At this point, the best thing for you to do, is watch a video! Not just any video, you should watch this one. This is one of the most useful tutorials I’ve ever watched, it will take you from (almost) zero (where you are at right now or at least where I was when I started) to 100 (a fully operational, continuously deployed project) in 30 minutes (actually 26).
Come back when you’re done (meaning you followed the instructions, setup everything, built and deployed it to production, and it works for you).

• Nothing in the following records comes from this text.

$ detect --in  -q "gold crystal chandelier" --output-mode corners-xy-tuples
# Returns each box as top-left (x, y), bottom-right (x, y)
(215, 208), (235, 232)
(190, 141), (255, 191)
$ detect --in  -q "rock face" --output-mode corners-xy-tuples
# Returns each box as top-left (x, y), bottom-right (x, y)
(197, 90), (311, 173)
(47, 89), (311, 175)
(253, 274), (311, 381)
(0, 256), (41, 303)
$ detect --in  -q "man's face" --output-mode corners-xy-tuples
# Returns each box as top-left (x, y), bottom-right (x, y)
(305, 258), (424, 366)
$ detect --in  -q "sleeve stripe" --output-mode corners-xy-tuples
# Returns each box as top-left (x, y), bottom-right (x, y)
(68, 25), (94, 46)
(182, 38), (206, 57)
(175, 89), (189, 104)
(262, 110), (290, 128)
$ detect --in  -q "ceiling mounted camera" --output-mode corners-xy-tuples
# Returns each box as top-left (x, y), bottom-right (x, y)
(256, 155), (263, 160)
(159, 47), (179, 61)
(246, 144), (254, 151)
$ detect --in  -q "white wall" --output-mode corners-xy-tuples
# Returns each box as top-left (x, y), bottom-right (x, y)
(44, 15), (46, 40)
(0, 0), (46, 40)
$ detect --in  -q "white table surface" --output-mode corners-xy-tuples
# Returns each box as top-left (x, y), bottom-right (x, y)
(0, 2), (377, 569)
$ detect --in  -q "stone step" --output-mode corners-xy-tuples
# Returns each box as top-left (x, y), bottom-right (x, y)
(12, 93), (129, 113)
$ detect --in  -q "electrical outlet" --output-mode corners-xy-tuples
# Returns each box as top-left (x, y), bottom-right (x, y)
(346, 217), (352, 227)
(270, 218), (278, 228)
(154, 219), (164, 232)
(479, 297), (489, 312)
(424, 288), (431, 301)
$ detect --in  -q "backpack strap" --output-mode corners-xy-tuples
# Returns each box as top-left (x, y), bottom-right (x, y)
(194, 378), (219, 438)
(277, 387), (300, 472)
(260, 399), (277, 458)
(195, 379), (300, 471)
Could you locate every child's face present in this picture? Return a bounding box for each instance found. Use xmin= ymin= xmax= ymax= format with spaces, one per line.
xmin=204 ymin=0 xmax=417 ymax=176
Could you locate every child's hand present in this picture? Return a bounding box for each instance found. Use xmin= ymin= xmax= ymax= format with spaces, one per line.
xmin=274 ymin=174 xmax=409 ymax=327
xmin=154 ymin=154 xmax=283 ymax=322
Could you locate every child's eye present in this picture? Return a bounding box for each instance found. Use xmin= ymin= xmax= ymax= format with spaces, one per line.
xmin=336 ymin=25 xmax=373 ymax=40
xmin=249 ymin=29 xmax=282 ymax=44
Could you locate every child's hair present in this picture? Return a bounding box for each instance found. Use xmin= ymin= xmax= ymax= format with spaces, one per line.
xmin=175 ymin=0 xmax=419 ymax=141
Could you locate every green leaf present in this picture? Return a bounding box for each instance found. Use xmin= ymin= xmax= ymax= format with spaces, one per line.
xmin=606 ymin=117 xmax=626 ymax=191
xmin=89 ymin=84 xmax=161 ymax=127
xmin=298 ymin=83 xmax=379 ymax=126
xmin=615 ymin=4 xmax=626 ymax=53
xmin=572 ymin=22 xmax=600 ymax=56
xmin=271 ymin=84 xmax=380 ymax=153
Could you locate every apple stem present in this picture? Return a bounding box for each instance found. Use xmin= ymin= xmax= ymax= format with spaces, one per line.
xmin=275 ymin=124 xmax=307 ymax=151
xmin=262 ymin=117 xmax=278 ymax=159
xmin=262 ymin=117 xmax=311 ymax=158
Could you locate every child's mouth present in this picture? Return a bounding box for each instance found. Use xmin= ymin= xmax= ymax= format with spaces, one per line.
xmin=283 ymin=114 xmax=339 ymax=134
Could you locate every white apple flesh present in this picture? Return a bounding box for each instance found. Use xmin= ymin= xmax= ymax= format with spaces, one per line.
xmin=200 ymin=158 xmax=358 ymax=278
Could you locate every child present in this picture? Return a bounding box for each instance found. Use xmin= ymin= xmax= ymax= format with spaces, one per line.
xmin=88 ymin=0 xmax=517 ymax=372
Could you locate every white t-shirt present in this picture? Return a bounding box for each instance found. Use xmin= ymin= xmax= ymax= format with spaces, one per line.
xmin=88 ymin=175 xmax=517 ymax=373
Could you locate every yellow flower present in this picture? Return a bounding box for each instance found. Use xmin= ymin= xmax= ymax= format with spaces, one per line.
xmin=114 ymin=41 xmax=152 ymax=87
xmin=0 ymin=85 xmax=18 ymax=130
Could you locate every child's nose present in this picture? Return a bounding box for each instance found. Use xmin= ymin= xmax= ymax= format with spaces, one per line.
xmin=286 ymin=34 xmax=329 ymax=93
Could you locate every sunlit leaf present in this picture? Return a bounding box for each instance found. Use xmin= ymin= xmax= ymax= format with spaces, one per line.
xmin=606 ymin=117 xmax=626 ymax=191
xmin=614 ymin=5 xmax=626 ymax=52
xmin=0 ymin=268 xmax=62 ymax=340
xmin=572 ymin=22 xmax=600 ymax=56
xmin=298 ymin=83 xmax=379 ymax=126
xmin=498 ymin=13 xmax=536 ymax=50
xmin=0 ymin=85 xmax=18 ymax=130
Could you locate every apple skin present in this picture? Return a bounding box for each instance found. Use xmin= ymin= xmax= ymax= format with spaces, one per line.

So now you’re a couple of steps further than you’ve been when you started reading. You already have your work environment setup, you’re compiling and deploying an app to production, you even have it saving stuff to a production repository.
Next you’ll want to setup your local environment so you can test stuff locally. You’re almost ready, just need to install MongoDB so you can point your application to your local DB instance (it will also work against the instance on Cloudbees if you prefer, but I’d rather have my local instance which I can play with and explore). So once that’s installed, try to get it running and point your app to use the local instance. When that’s done, if you’re on a laptop like me, it means you can work from your favorite spot (on the beach?) and not require an internet connection to develop stuff.
Great, we’re ready to move on. The next post will talk about getting the Basic Service project over to your development environment, and setting it up so you play around with it and learn the technology involved, or even start developing your own online service.